Phuc Sinh社のPhan Minh Thong代表は、ここ数日、ロシアとヨーロッパの顧客と連絡を取り、注文と取引の遅れに対処している。
同社は年間約3000万ドル(約35億円)相当のコーヒー、胡椒などの農産物をロシアに輸出しているが、先月ロシアがウクライナを攻撃し、その後欧米の制裁が始まってから同社の輸出注文は停止されている。
ロシアの一部銀行が決済ネットワークシステム「SWIFT」から遮断された後、ルーブルの切り下げと取引の遅れにより、ロシア向けの注文額は半減した。
Thong代表によると、ロシアやヨーロッパのパートナーも制裁のために同様の問題に直面しており、ベトナム国内でも困難な状況に陥っているのは同社だけではない。
ロシアに野菜や果物を輸出している別の企業も、物流上の問題から注文を中断せざるを得なかったという。また、ベトナムの銀行とその提携先はSWIFTを使用しているため、ロシアへの輸出伝票は銀行から拒否されている。
国際的な物流会社は軒並み商品を受け取ることができず、ロシアへのフライトも制限されている。注文は遅れ、支払いは不可能な状態となっている。
税関のデータによると、2021年のベトナムの対ロシア輸出は貿易額で約32億ドル(約3680億円)、輸入が約23億ドル(約2640億円)を記録した。ロシアへの主な輸出品は、コンピューター、部品、電話、繊維製品、コーヒー、電気製品などである。

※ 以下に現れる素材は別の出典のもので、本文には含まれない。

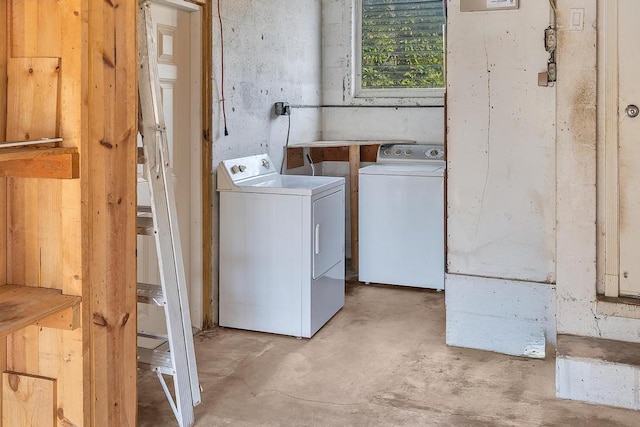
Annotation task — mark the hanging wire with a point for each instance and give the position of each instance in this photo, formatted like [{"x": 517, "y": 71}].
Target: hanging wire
[
  {"x": 224, "y": 112},
  {"x": 286, "y": 145}
]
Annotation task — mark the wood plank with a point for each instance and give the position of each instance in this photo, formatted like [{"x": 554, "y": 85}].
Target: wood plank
[
  {"x": 73, "y": 370},
  {"x": 208, "y": 317},
  {"x": 3, "y": 182},
  {"x": 28, "y": 401},
  {"x": 32, "y": 98},
  {"x": 60, "y": 166},
  {"x": 68, "y": 319},
  {"x": 3, "y": 68},
  {"x": 108, "y": 178},
  {"x": 22, "y": 306},
  {"x": 8, "y": 154},
  {"x": 3, "y": 357},
  {"x": 35, "y": 28},
  {"x": 354, "y": 166}
]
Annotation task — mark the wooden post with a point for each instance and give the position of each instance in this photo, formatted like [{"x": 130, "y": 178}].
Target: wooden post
[
  {"x": 207, "y": 166},
  {"x": 354, "y": 166},
  {"x": 109, "y": 199}
]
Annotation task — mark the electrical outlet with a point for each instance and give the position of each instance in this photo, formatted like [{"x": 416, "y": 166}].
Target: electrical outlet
[{"x": 282, "y": 109}]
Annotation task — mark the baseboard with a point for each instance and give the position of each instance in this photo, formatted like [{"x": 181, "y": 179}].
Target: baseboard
[{"x": 504, "y": 316}]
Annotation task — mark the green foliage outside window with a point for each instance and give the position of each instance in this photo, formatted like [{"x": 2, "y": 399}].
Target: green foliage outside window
[{"x": 402, "y": 44}]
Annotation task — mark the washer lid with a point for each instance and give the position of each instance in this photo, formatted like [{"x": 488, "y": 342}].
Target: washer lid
[
  {"x": 257, "y": 174},
  {"x": 289, "y": 184},
  {"x": 434, "y": 168}
]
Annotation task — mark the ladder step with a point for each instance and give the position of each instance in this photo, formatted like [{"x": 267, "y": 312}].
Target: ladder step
[
  {"x": 151, "y": 294},
  {"x": 155, "y": 360},
  {"x": 153, "y": 336},
  {"x": 145, "y": 226}
]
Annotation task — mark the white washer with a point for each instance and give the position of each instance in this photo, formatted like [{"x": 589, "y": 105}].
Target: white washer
[
  {"x": 401, "y": 217},
  {"x": 281, "y": 248}
]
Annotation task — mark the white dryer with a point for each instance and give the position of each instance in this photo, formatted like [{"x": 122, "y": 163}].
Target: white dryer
[
  {"x": 281, "y": 248},
  {"x": 401, "y": 217}
]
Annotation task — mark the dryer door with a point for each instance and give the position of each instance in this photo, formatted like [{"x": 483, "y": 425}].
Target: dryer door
[{"x": 328, "y": 232}]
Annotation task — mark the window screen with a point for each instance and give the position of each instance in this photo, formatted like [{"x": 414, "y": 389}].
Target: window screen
[{"x": 402, "y": 44}]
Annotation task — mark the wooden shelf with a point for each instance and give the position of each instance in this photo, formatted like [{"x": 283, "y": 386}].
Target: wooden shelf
[
  {"x": 22, "y": 306},
  {"x": 44, "y": 162}
]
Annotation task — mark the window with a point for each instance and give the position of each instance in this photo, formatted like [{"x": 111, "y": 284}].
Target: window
[{"x": 401, "y": 48}]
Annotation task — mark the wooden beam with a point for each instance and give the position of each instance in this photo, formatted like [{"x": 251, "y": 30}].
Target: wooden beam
[
  {"x": 36, "y": 29},
  {"x": 32, "y": 98},
  {"x": 28, "y": 401},
  {"x": 68, "y": 319},
  {"x": 207, "y": 165},
  {"x": 22, "y": 306},
  {"x": 354, "y": 166},
  {"x": 108, "y": 178},
  {"x": 62, "y": 163},
  {"x": 3, "y": 182}
]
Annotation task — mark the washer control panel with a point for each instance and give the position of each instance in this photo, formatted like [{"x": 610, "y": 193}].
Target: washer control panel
[{"x": 410, "y": 152}]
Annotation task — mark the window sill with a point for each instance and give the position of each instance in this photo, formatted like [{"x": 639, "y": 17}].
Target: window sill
[{"x": 400, "y": 102}]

ウクライナについては、ベトナムとの貿易額は10億ドル(約1150億円)未満であるが、同国は常にこの地域の伝統的な商業パートナーである。2021年、両国間の貿易高は7億2050万ドル(約828億円)に達し、2020年から51%増加した。ウクライナへの主な輸出品は、コンピューターや靴などである。
産業貿易省傘下の欧州・アメリカ市場局によると、制裁の中でベトナムは生産、貿易、物流、支払いに影響を受けるという。また、ロシア、ウクライナ、ベラルーシなどの関連市場とのビジネス協力も影響を受けるとしている。

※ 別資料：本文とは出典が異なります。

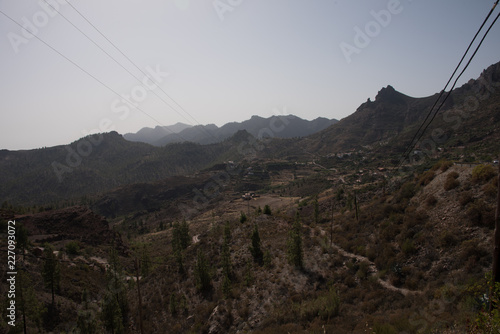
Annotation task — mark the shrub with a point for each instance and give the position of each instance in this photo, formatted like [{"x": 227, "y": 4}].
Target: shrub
[
  {"x": 407, "y": 191},
  {"x": 447, "y": 239},
  {"x": 465, "y": 198},
  {"x": 483, "y": 173},
  {"x": 481, "y": 214},
  {"x": 73, "y": 248},
  {"x": 451, "y": 182},
  {"x": 426, "y": 178},
  {"x": 431, "y": 200},
  {"x": 445, "y": 164},
  {"x": 490, "y": 189}
]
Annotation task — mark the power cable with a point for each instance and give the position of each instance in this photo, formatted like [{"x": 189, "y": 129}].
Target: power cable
[
  {"x": 85, "y": 71},
  {"x": 118, "y": 63},
  {"x": 413, "y": 142},
  {"x": 135, "y": 65}
]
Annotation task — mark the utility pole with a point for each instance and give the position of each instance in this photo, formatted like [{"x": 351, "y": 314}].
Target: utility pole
[
  {"x": 139, "y": 294},
  {"x": 331, "y": 226},
  {"x": 356, "y": 205},
  {"x": 496, "y": 249}
]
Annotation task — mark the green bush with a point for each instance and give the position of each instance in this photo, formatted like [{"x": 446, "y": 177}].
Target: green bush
[
  {"x": 73, "y": 248},
  {"x": 431, "y": 200},
  {"x": 451, "y": 182},
  {"x": 426, "y": 178},
  {"x": 483, "y": 173}
]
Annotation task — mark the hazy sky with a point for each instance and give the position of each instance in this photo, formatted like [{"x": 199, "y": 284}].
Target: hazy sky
[{"x": 226, "y": 60}]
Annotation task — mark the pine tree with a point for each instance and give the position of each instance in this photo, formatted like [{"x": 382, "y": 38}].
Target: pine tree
[
  {"x": 51, "y": 271},
  {"x": 27, "y": 302},
  {"x": 145, "y": 262},
  {"x": 111, "y": 314},
  {"x": 180, "y": 236},
  {"x": 295, "y": 252},
  {"x": 86, "y": 321},
  {"x": 116, "y": 286},
  {"x": 202, "y": 274},
  {"x": 227, "y": 270},
  {"x": 255, "y": 248},
  {"x": 22, "y": 238},
  {"x": 243, "y": 217}
]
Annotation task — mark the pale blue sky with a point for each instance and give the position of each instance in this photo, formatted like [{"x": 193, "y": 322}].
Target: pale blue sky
[{"x": 243, "y": 58}]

同局の担当者によると、この危機は、短期的にも長期的にも、経済、商業、金融、グローバルサプライチェーンに包括的かつマイナスの影響を与えている。
まず影響を受けるのは燃料や原材料の供給で、ロシアとウクライナ双方の主要産品である石油やガス、小麦粉、アルミニウム、ニッケル、トウモロコシの価格高騰の主な要因の1つがこの危機である。

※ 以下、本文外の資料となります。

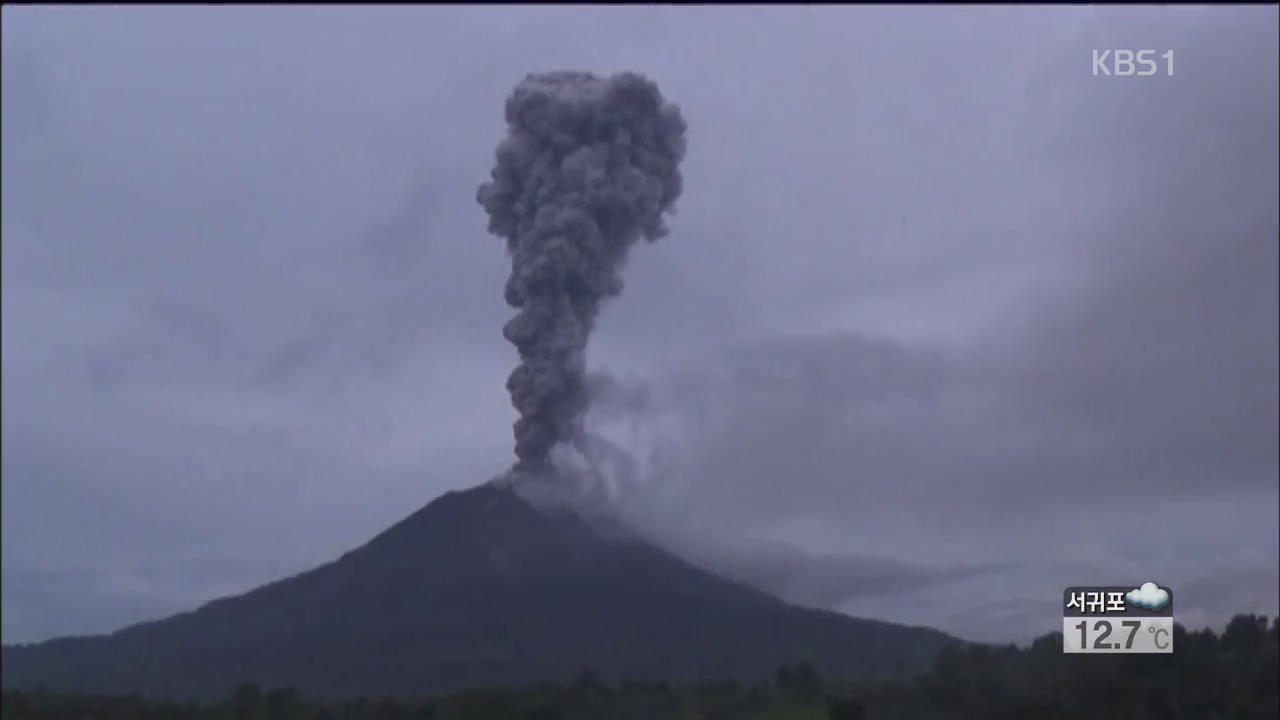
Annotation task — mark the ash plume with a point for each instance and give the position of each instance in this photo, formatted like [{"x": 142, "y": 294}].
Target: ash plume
[{"x": 589, "y": 167}]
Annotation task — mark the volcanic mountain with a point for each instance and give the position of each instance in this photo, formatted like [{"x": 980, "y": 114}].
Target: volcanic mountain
[{"x": 476, "y": 588}]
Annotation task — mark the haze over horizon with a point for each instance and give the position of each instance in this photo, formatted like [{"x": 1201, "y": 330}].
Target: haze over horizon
[{"x": 944, "y": 323}]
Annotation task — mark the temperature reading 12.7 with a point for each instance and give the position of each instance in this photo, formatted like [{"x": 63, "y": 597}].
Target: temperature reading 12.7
[
  {"x": 1118, "y": 619},
  {"x": 1102, "y": 629}
]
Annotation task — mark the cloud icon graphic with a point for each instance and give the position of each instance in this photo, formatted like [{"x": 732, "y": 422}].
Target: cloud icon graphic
[{"x": 1150, "y": 596}]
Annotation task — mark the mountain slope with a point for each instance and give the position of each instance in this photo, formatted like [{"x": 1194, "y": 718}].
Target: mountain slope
[{"x": 476, "y": 588}]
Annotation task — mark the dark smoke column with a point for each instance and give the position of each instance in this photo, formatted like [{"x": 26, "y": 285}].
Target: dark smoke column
[{"x": 589, "y": 165}]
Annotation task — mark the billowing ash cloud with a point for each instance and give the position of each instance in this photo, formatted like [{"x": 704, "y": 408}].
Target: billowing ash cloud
[{"x": 589, "y": 167}]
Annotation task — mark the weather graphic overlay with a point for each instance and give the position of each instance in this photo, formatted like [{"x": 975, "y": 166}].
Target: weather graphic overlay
[{"x": 1118, "y": 619}]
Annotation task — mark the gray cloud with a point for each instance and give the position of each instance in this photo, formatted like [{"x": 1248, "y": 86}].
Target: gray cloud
[{"x": 946, "y": 322}]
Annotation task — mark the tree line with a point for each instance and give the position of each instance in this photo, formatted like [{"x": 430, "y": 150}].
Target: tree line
[{"x": 1228, "y": 675}]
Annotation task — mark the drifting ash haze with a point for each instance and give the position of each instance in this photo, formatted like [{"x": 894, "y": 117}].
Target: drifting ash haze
[{"x": 589, "y": 167}]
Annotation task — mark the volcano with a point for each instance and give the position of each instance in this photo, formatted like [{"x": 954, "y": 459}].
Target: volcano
[{"x": 476, "y": 588}]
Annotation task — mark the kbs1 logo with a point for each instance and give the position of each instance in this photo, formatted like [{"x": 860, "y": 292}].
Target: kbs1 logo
[
  {"x": 1118, "y": 619},
  {"x": 1125, "y": 63}
]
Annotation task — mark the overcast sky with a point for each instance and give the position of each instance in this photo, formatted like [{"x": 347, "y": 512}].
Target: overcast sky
[{"x": 945, "y": 323}]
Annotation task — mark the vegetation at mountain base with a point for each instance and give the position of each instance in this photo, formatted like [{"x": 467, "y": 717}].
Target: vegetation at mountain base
[{"x": 1228, "y": 675}]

ロシアとの商取引契約の支払いも、欧米の制裁によりルーブルの切り下げも起き困難となっている。ロシアの輸出業者数社は、2〜3週間程度、支払いを停止して様子を見ることを提案している。
ベトナムからロシアへの商品の配送を拒否する船会社もあり、輸送の遅れがさらに進めば輸送料も高騰する。
また、航空輸送に対する制裁により、航空会社は代替便の選択を余儀なくされ、グローバルな物流システムのコストと負担が増加し、製品価格も上昇している。いくつかの企業では、輸送コストの増加により利益が出なくなる可能性があると述べている。
ルーブルの切り下げはロシアの輸出能力にも支障をきたし、企業は戦略の再考を迫られることになる。
同局は、ベトナムとロシアの二国間貿易は、西側諸国が制裁強化を決めた場合、悪影響を免れることはできないと指摘する。両国に製品を輸出している企業は、支払いや納品に関して輸入パートナーと頻繁に連絡を取り合う必要があると警告している。
Phuc Sinh社のThong代表は、ロシアに輸出しようとしている企業は、他の市場で製品を販売すればよいと述べた。同局は、利益を最大化し、市場を多様化するために、ベトナムと他の国々の間の自由貿易協定を利用するよう企業に促している。
先月の閣議で、ファム・ミン・チン首相は、ロシア・ウクライナ紛争がもたらす影響に対応するための特別チームを編成するよう指示をした。